Lost and Found

The other day, my husband and Lily were doing a 100-piece puzzle together when they realized they were missing a piece. Lily was upset they couldn’t finish the puzzle.

This one was actually a 300-piece puzzle, but you get the idea.

Dr. Toy Warden: Hey, we should check the Lost and Found for that.

And though we’d never called our Lost and Found by its proper name before, I knew exactly what he meant. I hadn’t thought of it before, but we have a Lost and Found at our house. Lily has dozens of 100 piece puzzles due to her obsession with puzzles and probably future career as an engineer and life as character-inspiration for “Big Bang Theory”. What do dozens of 100 piece puzzles result in? Dozens of orphaned puzzle pieces. We try our best to get the puzzles put away properly, but our chief puzzle maid happens to be 4 years old and our puzzle cleaning support team is 2 years old. Not every piece always ends up in the right box, especially when the girls get more than one puzzle out at once. Some of the pieces obviously belong to certain puzzles. Others aren’t so obvious.

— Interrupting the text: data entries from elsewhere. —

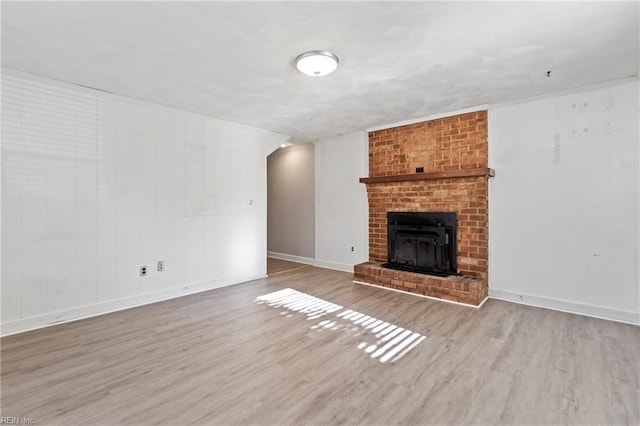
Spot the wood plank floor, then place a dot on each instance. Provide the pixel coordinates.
(255, 353)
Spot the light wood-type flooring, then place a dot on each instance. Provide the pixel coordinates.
(310, 347)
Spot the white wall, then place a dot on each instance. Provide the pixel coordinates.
(341, 201)
(291, 206)
(83, 208)
(563, 215)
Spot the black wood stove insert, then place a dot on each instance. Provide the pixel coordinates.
(422, 242)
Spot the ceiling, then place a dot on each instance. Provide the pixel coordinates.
(398, 60)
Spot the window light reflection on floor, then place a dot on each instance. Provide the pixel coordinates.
(389, 342)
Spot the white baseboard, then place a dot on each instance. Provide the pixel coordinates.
(595, 311)
(314, 262)
(437, 299)
(334, 265)
(291, 257)
(54, 318)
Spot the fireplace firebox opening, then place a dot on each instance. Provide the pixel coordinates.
(423, 242)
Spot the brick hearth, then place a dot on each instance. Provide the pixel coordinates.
(451, 150)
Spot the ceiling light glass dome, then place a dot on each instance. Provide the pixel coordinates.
(317, 63)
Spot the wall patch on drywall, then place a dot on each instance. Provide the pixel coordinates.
(556, 149)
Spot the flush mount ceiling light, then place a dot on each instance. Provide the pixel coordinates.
(317, 63)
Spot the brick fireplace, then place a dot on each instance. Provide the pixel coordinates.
(452, 153)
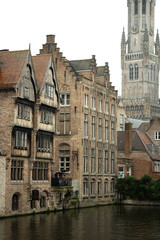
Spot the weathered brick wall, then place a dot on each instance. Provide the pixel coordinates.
(2, 184)
(7, 108)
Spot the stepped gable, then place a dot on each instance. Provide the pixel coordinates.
(81, 65)
(100, 71)
(40, 63)
(11, 67)
(137, 144)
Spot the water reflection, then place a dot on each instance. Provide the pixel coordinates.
(110, 222)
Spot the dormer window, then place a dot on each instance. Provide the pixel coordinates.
(136, 7)
(49, 91)
(144, 7)
(23, 111)
(65, 99)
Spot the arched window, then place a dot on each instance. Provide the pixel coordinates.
(136, 71)
(151, 7)
(154, 73)
(151, 72)
(131, 72)
(15, 202)
(144, 7)
(136, 7)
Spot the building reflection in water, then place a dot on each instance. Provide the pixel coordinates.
(110, 222)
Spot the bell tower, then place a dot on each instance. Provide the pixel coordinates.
(140, 58)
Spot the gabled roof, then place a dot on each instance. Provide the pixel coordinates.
(137, 144)
(81, 64)
(100, 71)
(40, 64)
(136, 123)
(140, 143)
(11, 67)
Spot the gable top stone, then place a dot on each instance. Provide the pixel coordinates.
(12, 63)
(40, 64)
(81, 65)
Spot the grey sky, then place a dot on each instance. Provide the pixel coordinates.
(82, 27)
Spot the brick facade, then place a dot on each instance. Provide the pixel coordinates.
(58, 120)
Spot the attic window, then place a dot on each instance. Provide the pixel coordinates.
(26, 92)
(136, 7)
(157, 135)
(144, 7)
(49, 91)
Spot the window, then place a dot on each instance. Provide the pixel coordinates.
(92, 160)
(16, 170)
(99, 188)
(100, 106)
(136, 69)
(44, 143)
(64, 123)
(85, 125)
(157, 135)
(21, 140)
(15, 201)
(100, 128)
(99, 161)
(136, 7)
(49, 91)
(106, 130)
(40, 171)
(85, 188)
(86, 100)
(121, 172)
(92, 188)
(112, 163)
(65, 99)
(26, 93)
(93, 103)
(93, 127)
(112, 186)
(85, 159)
(128, 171)
(64, 158)
(23, 111)
(106, 107)
(106, 187)
(143, 23)
(143, 6)
(121, 118)
(112, 132)
(105, 162)
(131, 72)
(46, 117)
(113, 109)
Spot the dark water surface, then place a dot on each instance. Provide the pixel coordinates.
(101, 223)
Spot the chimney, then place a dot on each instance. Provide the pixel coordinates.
(128, 138)
(50, 38)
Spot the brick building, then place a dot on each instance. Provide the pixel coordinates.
(57, 128)
(138, 152)
(85, 141)
(140, 58)
(29, 100)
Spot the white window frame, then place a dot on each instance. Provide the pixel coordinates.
(157, 136)
(65, 99)
(93, 103)
(86, 100)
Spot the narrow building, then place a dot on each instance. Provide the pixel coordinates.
(85, 141)
(140, 57)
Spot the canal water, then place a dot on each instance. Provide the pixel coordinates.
(100, 223)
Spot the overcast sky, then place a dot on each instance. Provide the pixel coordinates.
(82, 28)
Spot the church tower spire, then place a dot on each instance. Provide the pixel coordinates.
(140, 61)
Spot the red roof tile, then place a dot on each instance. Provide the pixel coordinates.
(11, 67)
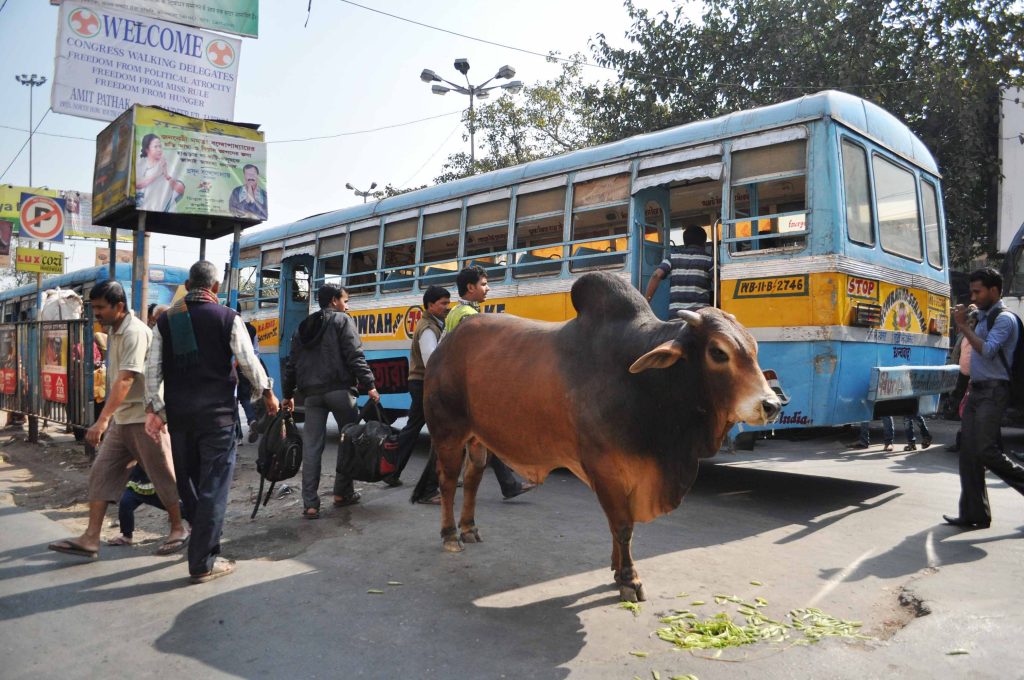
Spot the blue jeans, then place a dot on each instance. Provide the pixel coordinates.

Whenever I find a lone puzzle piece and I’m not sure where it goes, I put it on top of the shelves in the playroom. There are at least 10 orphaned puzzle pieces up there.

Our Lost and Found.

This is our Lost and Found. If you do a puzzle and it has a missing piece, there’s a 50/50 chance it’s in the Lost and Found. As far as 100-piece puzzles done by 4 year olds go, those are pretty good odds!